La lumière du néon est froide et forte et écrase le contenu bouleversé de la pièce. Un sablier représentant une cigogne alsacienne restera toujours là, au-dessus du frigidaire. La pendule du mur avance, mais moins que le réveil qui ira dans la chambre, le soir. Le chauffe-eau crisse de sa flamme bleue jamais éteinte. Le four allumé à vide sert de chauffage d’appoint. La poignée de la porte trop souvent secouée de coups de colère paternelle tient par l’opération du Saint-Esprit. La peinture du chambranle s’est écaillée et la main non avertie peut écoper des échardes. Un jour, je suis restée enfermée dans la cuisine.
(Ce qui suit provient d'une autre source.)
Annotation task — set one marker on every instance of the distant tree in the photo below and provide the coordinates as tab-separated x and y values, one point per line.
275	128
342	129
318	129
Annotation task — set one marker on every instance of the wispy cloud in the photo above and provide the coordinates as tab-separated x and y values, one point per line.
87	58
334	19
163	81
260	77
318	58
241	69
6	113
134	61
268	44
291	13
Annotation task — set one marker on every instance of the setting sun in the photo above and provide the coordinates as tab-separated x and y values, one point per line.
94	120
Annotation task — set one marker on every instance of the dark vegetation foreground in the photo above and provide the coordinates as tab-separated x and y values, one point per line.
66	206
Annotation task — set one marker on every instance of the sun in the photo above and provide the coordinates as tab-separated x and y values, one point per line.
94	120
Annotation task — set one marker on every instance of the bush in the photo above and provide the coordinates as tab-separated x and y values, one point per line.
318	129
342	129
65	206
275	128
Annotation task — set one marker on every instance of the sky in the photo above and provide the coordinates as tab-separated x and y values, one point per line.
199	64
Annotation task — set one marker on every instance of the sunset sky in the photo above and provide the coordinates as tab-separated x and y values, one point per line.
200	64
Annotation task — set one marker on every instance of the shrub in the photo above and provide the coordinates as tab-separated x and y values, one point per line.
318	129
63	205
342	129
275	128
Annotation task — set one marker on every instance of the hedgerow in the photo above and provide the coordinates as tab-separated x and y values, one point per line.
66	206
La serrure sous le choc d’une énième fermeture brutale et menaçante s’est coincée.
Que faire de cette maison ? La solution la plus sage est la plus raisonnable pour des gens sages et raisonnables, c’est de dire eh bien tu la mettras en vente dans l’état où elle est, en tant que propriétaire tu payeras seulement des impôts locaux. Elle sera à bas prix compte tenu de l’état et tu laisseras faire les agences immobilières qui voudront bien prendre en charge les démarches. A priori c’est la solution la plus facile, celle qui ne demandera pas d’effort pour l’entretien, celle qui la laissera abîmée presque en taudis parfois, je ne sais pas si c’est le terme exact, elle ne demandera pas des investissements financiers, la rénovation la réfection coûteraient effectivement très cher, cela vaut-il la peine de mettre de l’argent dans ce type de projet ? Sans doute non, je pourrais rester bien tranquille ailleurs. D’autre part je ne sais pas si j’ai la santé de faire autrement, si j’ai le courage de réparer le fil des ans.
Pourrais-je aussi m’opposer à cette force qui m’a sortie de cette même maison à l’âge de mes études universitaires, qui a fait que j’ai pris des voies plus normales, qui fait que j’aie pu m’y sentir parfois étrangère, surtout au temps où vivait mon père. Cette force qui a fait que j’ai mieux fait que mes parents, par exemple…
Sans doute il ne fallait pas lire le Musée de l’innocence de l’écrivain turc Ohran Pamuk. C’était hier en écoutant une émission de France Culture sur lui tout en arpentant le jardin de la maison que j’ai acquise dans mon foyer conjugal, une maison dont l’entretien n’a rien à voir avec ma maison natale. J’ai noté l’incroyable attachement aux objets qui ont été récupérés pour en faire un musée de la femme aimée. Je me demande s’il est possible de faire de ma maison natale quelque chose de ce genre, un musée personnel où chaque trace de mon enfance, de mon adolescence serait revisitée, ce serait la plus belle des réparations que de réparer les serrures des poignées de porte, réparer des volets, une baignoire en sabot, des lavabos, des WC, des planchers, des plafonds, des marches d’escalier, des réduits, une chambre dite sauvage tout est dit dans ce terme inventé par ma mère quand elle avait relégué dans cette pièce ma grand-mère et mon grand-père maternels qui ne parlaient pas un mot de français. Cela pourrait être le titre : La Chambre Sauvage.